A global recession is not imminent, but brace for rising costs and slower growth, economists say.
“There will be no sudden ‘after’ of stagflation,” said Simon Baptist, global chief economist at the Economist Intelligence Unit, referring to a surprise recession after a period of stagflation.
As the war in Ukraine and pandemic disruptions continue to wreak havoc on supply chains, stagflation — marked by low growth and high inflation — will stick around “for at least the next 12 months,” Baptist told CNBC last week.
“Commodity prices will start to ease from next quarter, but will remain permanently higher than before the war in Ukraine for the simple reason that Russian supplies of many commodities will be permanently reduced,” he added.
The pandemic as well as the war in Ukraine have stifled supply of commodities and goods and upended efficient distribution through global supply chains, forcing up prices of everyday goods such as fuel and food.

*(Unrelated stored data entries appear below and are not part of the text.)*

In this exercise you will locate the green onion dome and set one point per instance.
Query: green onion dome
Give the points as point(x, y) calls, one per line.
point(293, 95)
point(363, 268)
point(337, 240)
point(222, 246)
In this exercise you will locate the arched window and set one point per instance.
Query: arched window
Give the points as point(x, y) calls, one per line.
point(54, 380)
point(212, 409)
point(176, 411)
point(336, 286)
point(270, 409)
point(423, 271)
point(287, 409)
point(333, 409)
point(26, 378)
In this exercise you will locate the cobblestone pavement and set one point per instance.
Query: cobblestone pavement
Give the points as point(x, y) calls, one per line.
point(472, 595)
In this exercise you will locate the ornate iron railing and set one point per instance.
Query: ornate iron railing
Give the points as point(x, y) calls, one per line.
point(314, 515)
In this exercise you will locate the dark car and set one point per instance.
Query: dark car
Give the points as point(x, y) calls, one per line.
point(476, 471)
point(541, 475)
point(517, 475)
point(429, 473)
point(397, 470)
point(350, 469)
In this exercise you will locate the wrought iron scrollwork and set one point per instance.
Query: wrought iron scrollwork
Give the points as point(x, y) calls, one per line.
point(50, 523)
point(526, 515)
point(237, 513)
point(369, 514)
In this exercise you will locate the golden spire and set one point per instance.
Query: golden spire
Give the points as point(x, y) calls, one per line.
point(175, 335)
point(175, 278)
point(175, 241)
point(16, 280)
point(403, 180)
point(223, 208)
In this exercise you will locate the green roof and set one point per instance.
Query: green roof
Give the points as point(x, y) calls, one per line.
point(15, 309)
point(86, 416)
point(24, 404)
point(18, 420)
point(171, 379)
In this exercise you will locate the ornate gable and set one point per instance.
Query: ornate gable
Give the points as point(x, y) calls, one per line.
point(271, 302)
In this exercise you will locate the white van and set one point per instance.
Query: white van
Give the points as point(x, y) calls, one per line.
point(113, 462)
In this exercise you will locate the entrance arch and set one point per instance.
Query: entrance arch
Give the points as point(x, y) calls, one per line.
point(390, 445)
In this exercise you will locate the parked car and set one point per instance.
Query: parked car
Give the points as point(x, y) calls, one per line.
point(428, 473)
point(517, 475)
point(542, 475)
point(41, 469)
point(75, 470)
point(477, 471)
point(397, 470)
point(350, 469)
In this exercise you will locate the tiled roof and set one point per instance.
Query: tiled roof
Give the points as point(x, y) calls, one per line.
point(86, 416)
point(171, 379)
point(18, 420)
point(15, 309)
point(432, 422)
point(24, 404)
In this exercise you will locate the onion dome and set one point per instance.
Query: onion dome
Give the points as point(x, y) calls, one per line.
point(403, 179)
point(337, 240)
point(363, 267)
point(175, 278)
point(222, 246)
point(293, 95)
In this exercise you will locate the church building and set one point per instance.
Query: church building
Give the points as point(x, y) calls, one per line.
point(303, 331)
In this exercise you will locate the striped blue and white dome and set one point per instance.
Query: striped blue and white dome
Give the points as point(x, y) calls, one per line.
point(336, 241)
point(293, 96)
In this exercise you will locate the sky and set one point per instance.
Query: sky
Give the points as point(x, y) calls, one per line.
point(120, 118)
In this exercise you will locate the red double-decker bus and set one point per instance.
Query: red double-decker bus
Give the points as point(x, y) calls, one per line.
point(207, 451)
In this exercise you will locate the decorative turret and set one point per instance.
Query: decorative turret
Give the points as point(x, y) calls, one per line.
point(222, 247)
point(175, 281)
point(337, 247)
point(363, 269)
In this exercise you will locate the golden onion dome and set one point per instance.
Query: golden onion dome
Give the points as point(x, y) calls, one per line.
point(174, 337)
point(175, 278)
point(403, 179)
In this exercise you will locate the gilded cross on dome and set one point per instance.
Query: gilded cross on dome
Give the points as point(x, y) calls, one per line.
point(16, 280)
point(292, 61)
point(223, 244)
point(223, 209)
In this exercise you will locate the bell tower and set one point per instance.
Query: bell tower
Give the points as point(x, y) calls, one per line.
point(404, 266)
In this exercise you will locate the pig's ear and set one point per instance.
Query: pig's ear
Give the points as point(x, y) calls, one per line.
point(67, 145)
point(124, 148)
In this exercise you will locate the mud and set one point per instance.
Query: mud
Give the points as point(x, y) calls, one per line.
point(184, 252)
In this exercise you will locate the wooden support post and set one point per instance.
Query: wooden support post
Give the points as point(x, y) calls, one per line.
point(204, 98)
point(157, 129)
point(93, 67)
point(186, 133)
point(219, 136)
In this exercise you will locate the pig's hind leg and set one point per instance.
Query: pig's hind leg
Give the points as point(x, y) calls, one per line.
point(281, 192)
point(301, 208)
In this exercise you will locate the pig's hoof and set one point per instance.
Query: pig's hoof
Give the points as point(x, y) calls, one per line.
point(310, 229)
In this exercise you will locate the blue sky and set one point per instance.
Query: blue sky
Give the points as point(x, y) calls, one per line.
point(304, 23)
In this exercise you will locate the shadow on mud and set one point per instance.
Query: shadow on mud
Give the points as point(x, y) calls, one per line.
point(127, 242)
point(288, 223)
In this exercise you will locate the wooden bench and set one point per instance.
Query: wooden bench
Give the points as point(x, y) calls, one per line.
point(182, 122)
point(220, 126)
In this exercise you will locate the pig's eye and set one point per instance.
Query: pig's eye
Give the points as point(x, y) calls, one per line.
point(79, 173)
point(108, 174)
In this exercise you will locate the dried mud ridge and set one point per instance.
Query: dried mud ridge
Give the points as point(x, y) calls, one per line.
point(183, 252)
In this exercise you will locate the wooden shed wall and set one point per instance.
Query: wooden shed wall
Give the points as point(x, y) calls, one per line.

But, while higher prices will cause pain for households, growth in many parts of the world, while slow, is still ticking over and job markets have not collapsed.
Unemployment levels across many economies have reached their lowest in decades.
So, consumers — while wary of a repeat of the last global recession brought on by the U.S. subprime crisis over 10 years ago — need not start preparing for a recession.
“For almost all economies of Asia, a recession is fairly unlikely, if we’re talking about successive periods of negative GDP,” Baptist told CNBC’s Street Signs on Thursday.
Even if the global economy is at risk of a recession, many consumers have ample savings and have stocked up on household durables, the economist said.
“So to an extent, it won’t feel as bad as the immediate numbers look,” he said.
AMP Capital chief economist Shane Oliver doesn’t see the recession writing on the wall either, at least not for another 18 months.
“Yield curves or the gap between long-term bond yields and short-term rates have yet to decisively invert or warn of recession and even if they do now the average lead to recession is 18 months,” he said in a note.
He takes the view that a deep bear market can be avoided in the U.S. and in Australia.
At the same time, central banks across the globe are tightening up interest rates to combat inflation.
The U.S. central bank announced its biggest rate hike in more than 22 years earlier this month, raising its benchmark interest rate by half a percentage point and warning of further rate hikes.
Federal Reserve minutes released Wednesday indicated that officials were prepared to move ahead with multiple 50 basis points interest rate increases, as they attempt to bring down inflation.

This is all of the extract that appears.